12. An underwater lamp, comprising:

a cylindrical shaped shell with two opposite ends being open;

a lens being arranged at one of the two opposite ends of the shell;

a sink base fixedly attached to the other one of the two opposite ends of the shell; wherein the shell, the sink base, and the lens cooperatively define an interior space;

a light generating element is received in the interior space and fixedly attached to the sink base; and

at least one opening being defined in the lamp for fluid flowing into the interior space.

13. The underwater lamp of claim 12, wherein the at least one opening is defined in one of the shell, the sink base, and the lens.

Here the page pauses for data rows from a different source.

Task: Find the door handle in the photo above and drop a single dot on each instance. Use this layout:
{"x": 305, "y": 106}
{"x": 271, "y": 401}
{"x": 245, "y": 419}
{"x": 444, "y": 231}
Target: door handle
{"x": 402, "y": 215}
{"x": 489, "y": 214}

14. The underwater lamp of claim 12, further comprising a filter positioned in the at least one opening of the lamp to keep pollutants from flowing into the interior space.

15. The underwater lamp of claim 12, further comprising a convergent lens positioned on the light generating element and located on the optical path of the light generating element.

16. The underwater lamp of claim 12, further comprising a waterproof layer positioned on the sink base and a sealing ring being positioned between the waterproof layer and the sink base, wherein the waterproof layer, the sealing ring, and the sink base forms a water tight seal around the light generating element to keep water from flowing to the light generating element.

17. The underwater lamp of claim 16, wherein the waterproof layer is made of one of glass, acrylic, and polycarbonate.

18. The underwater lamp of claim 12, further comprising a plurality of fins extending away from the sink base.

19. The underwater lamp of claim 12, wherein the light generating element comprises at least one light emitting diode.

20. The underwater lamp of claim 12, wherein the light generating element is a bulb or a cold cathode fluorescent lamp.